Addressing Phase Discrepancies in Functional Data: A Bayesian Approach for Accurate Alignment and Smoothing

TL;DR

This paper introduces a Bayesian method for aligning and smoothing functional data with phase variability, preserving individual characteristics and accommodating group structures, demonstrated on biomechanical knee data.

Contribution

The paper presents a novel Bayesian alignment model with a flexible smoothing component that effectively handles phase discrepancies and group structures in functional data.

Findings

Effective alignment and smoothing of knee flexion data

Preserves individual curve characteristics without distortion

Handles high inter-curve variability and complex group structures

Abstract

In many real-world applications, functional data exhibit considerable variability in both amplitude and phase. This is especially true in biomechanical data such as the knee flexion angle dataset motivating our work, where timing differences across curves can obscure meaningful comparisons. Curves of this study also exhibit substantial variability from one another. These pronounced differences make the dataset particularly challenging to align properly without distorting or losing some of the individual curves characteristics. Our alignment model addresses these challenges by eliminating phase discrepancies while preserving the individual characteristics of each curve and avoiding distortion, thanks to its flexible smoothing component.
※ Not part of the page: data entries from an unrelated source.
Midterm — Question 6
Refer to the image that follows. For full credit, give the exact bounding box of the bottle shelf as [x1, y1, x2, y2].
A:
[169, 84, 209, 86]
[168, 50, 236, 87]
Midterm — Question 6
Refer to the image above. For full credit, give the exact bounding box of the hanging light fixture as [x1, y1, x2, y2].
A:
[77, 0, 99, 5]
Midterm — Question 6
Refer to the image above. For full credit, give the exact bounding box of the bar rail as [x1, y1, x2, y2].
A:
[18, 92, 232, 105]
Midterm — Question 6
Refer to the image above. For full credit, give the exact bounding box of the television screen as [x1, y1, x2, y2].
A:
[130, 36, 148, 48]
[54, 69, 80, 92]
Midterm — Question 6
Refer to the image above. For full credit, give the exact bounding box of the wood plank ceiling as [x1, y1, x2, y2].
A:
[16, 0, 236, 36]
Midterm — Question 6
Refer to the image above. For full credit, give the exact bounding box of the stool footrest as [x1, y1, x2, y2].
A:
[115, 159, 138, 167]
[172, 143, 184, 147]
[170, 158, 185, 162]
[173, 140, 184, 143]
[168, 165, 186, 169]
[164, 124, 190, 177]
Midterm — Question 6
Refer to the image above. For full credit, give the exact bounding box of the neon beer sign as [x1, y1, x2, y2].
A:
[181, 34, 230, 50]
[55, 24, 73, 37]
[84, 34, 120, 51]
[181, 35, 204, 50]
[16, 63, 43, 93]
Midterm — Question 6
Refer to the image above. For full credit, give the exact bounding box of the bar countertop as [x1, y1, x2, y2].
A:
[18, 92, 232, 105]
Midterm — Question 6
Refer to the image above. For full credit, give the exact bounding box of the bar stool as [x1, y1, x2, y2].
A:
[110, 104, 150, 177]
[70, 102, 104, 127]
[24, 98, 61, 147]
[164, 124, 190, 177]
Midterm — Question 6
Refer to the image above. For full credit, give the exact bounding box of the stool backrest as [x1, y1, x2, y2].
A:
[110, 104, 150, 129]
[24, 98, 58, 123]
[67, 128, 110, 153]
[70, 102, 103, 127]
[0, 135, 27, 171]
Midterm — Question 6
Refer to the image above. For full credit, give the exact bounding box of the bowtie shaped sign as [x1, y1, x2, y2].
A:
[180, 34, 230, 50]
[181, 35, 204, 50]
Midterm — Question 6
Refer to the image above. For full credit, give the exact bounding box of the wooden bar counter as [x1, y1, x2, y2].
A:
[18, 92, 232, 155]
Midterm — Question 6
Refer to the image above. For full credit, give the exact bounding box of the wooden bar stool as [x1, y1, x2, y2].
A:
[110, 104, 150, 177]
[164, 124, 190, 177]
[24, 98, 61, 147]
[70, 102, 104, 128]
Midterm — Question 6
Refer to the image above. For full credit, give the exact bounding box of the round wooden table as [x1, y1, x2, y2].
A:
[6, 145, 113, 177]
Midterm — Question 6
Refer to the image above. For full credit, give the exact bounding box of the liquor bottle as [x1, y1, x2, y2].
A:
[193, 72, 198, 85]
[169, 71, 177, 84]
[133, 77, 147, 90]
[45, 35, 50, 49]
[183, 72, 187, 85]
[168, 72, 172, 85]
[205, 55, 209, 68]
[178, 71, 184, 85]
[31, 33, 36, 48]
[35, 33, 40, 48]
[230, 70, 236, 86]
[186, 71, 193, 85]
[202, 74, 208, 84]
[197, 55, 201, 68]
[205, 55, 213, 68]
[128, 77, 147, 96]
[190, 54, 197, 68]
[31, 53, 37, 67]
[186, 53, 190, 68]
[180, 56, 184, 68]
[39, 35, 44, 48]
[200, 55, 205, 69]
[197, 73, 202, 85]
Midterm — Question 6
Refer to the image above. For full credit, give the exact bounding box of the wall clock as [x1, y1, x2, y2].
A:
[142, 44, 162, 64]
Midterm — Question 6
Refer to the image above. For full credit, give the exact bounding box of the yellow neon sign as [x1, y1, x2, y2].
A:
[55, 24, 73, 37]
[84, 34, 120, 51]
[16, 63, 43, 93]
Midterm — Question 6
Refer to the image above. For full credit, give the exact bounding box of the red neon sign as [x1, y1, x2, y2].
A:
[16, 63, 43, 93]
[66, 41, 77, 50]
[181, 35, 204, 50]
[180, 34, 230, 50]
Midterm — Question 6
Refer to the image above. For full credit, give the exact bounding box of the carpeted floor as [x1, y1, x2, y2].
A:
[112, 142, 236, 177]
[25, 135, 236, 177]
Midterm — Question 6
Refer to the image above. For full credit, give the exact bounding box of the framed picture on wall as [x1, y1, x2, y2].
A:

Additionally, the model accommodates group structures through a dedicated parameter. By leveraging the Bayesian approach, the new prior on the warping parameters ensures that the resulting warping functions automatically satisfy all necessary validity conditions. We applied our model to the knee flexion dataset, demonstrating excellent performance in both smoothing and alignment, particularly in the presence of high inter-curve variability and complex group structures.